UNC Craniofacial Center provides holistic care

Medical, dental and other experts work together to support patients with cleft palate and other conditions.

Craniofacial team poses at table with birthday cake
UNC Craniofacial Center staff and Carolina students from a chapter of Magical Moments, a wish-granting organization for children with facial differences, celebrate with CJ, a center patient. (Courtesy UNC Craniofacial Center)

A newborn baby is a blessing. But children who begin life with a cleft lip, cleft palate or another craniofacial condition have a medically complex start. That’s when the multidisciplinary experts at UNC’s Craniofacial Center envelop the family with care and expertise aimed at enhancing the child’s future.

“Our team advocates for our patients, and we center all decisions on what is best for them. Everybody on this team is passionate about what they do,” said Jessi Hill, administrative and clinical manager for the center in the Adams School of Dentistry.

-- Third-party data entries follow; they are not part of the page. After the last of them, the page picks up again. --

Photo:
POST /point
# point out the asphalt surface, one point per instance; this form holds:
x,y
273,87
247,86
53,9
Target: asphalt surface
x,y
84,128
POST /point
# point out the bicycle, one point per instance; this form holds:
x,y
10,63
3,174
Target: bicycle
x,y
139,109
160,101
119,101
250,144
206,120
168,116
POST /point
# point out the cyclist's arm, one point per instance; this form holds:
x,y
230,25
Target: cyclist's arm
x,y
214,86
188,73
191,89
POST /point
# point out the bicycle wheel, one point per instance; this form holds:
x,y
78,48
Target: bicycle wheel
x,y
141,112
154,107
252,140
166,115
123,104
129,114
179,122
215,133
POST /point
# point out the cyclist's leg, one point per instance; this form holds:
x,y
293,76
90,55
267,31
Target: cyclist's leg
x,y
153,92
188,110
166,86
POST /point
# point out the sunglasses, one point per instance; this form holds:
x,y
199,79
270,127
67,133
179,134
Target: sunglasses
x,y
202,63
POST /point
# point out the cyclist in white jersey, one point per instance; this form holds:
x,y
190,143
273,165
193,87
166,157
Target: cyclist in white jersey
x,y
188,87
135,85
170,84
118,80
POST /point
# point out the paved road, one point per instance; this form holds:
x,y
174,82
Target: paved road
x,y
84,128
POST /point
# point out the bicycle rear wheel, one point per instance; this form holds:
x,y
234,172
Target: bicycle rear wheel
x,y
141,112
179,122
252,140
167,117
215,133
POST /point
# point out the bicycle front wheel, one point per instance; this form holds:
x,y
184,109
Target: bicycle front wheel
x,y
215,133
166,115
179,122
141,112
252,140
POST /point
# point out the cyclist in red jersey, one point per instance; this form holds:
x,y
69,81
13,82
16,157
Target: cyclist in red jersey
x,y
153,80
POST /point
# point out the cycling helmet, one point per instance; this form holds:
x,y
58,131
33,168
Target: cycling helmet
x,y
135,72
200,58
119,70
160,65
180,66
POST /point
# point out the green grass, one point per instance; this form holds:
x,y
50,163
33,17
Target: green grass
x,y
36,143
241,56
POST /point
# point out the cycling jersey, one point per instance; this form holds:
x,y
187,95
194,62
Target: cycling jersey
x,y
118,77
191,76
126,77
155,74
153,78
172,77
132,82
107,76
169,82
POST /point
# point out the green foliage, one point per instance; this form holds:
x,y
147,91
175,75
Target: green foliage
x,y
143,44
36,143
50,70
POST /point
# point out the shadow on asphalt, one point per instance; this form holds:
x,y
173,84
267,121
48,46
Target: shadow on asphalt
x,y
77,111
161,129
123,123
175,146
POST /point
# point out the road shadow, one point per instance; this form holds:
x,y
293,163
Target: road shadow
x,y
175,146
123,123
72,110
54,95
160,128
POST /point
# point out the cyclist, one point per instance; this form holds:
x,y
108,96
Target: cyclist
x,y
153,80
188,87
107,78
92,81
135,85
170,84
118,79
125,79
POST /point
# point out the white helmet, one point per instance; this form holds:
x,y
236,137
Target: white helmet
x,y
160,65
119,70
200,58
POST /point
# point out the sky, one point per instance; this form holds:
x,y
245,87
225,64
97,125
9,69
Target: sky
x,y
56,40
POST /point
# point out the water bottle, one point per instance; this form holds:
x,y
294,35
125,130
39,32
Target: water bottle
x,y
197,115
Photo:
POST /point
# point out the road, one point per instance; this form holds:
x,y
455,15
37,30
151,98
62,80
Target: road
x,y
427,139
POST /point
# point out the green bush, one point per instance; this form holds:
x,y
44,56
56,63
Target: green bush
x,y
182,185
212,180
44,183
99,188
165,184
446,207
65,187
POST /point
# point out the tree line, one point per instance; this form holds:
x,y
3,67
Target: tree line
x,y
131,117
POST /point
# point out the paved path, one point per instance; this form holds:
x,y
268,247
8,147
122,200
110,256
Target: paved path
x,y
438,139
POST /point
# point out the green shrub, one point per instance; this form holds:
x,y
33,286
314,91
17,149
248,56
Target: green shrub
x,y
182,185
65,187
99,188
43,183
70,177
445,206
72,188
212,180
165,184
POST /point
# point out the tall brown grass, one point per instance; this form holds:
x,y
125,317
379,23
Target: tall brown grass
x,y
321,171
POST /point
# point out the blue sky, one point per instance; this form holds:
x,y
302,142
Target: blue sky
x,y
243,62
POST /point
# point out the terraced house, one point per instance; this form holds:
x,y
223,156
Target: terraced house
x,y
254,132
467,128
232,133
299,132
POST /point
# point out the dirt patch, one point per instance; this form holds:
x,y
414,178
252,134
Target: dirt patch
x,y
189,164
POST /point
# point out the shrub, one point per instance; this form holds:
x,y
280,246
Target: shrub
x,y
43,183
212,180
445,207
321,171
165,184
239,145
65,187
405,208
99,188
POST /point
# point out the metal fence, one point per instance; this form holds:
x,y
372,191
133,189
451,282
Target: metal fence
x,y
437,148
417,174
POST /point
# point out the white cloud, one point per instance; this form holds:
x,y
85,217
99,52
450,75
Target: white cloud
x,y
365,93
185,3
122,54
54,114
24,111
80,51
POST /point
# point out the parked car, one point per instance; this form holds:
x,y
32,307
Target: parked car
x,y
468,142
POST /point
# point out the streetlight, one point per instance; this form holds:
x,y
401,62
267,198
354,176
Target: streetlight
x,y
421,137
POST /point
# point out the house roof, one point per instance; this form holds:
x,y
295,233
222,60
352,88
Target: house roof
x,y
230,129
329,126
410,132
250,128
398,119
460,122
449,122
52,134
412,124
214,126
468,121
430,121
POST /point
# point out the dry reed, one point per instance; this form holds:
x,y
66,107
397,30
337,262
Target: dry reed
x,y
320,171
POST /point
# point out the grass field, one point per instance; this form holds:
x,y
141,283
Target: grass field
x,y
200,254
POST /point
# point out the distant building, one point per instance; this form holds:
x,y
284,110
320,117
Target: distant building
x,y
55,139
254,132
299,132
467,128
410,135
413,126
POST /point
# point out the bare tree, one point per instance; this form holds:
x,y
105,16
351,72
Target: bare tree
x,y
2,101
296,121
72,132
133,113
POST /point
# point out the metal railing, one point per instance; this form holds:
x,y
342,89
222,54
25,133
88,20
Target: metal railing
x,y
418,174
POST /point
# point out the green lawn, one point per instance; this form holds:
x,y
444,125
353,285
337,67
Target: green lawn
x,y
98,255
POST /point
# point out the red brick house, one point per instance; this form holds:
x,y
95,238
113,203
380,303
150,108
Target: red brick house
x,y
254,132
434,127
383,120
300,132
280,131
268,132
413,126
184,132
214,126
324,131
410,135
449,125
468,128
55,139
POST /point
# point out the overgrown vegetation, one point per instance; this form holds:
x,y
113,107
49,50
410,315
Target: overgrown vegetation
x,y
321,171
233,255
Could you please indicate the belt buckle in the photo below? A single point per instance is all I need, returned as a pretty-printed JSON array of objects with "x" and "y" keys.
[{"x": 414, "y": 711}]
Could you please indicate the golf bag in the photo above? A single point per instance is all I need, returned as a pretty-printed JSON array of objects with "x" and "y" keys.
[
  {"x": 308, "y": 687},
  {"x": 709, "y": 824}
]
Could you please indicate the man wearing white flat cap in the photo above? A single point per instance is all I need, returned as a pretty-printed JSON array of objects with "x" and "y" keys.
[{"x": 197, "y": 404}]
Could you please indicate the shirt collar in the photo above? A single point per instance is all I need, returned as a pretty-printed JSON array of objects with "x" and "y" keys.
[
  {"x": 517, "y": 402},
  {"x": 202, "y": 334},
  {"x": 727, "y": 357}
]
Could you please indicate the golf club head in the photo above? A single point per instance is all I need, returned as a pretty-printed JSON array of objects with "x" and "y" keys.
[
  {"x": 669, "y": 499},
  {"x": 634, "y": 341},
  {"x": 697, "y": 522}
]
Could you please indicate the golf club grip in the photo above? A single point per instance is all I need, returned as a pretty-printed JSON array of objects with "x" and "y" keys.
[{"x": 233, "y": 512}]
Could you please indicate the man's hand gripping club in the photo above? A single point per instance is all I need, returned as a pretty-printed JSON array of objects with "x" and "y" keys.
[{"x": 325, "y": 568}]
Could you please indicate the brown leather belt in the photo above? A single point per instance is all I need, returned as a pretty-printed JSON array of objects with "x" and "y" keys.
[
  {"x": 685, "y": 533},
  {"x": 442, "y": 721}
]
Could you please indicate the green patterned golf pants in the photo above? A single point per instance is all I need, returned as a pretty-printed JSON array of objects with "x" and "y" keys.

The center treats and supports pediatric and adult patients with cleft lip, cleft palate and craniofacial conditions such as Treacher Collins syndrome, Crouzon syndrome and Pierre Robin sequence.

The team includes a neuropsychologist, speech and language pathologists, an orthodontist, plastic surgeon, otolaryngologists, maxillofacial surgeons and pediatric dentists. The center’s director is Dr. Amelia Drake, Newton D. Fischer Distinguished Professor of Otolaryngology/Head and Neck Surgery in the UNC School of Medicine.

Their work usually begins after a charge nurse or pediatrician calls from a community hospital like Wake Med or Cape Fear Valley Medical Center. A newborn with a cleft needs care. Hill records all the information then contacts the baby’s family.

First, Hill congratulates the parents on their new baby. “I let them know that they are not alone and that, although it may seem overwhelming, we are here for them. That opens communication and helps them not feel lost.”

Hill describes what the center does and connects the parents with a team surgeon. She asks about concerns such as feeding, nutrition or timeline for care. If a problem exists, Hill finds someone to help. She explains the team’s process and the typical care timeline, including an initial visit with a surgeon, followed by one with the team. Then she sends the information and additional resources to the parents.

“A baby is always a blessing, so making sure that they feel excited, positive and well-supported is my goal with that initial call,” Hill said.

After an appointment with their team surgeon at a satellite clinic, patients visit Chapel Hill, where specialists evaluate the patient’s needs. They may also conduct diagnostic testing and have patients undergo radiologic imaging like a CT scan or a hearing test.

Jessi Hill, administrative and clinical manager, hugs Gavyn Leathers, a Craniofacial Center patient since his birth, during a clinic visit. (Courtesy Jessi Hill)

The team meets afterward to share observations, including psychosocial, emotional and anatomical. They establish treatment recommendations then offer a plan to parents.

Plans don’t always call for surgery but might include speech therapy before another visit. “Success is more than just surgical outcomes. We look at the whole child and want them to thrive,” Hill said. “These kids transform. They receive interventions and begin to flourish.”

The team prioritizes holistic care, considering emotional and cultural factors. They know that patients sometimes must overcome obstacles — finances, insurance, transportation, access to care, language translation. Hill, a former U.S. Army medic, stays available by email and phone.

“I tell patients, ‘If you’re not able to access the care that you need, we’re home base for you. We will advocate on your behalf,’” Hill said.

The team is developing initiatives to help patients feel like any other child, such as support networks for talking about similar experiences. “We want them to be able say, ‘My grafting is coming up,’ or ‘Surgery is soon. What can I expect?’” The center hopes to continue to host events like fall 2023’s Carolina Cheer Day. Patients and families visited campus for a day of activities that culminated with participation in halftime at a varsity football game.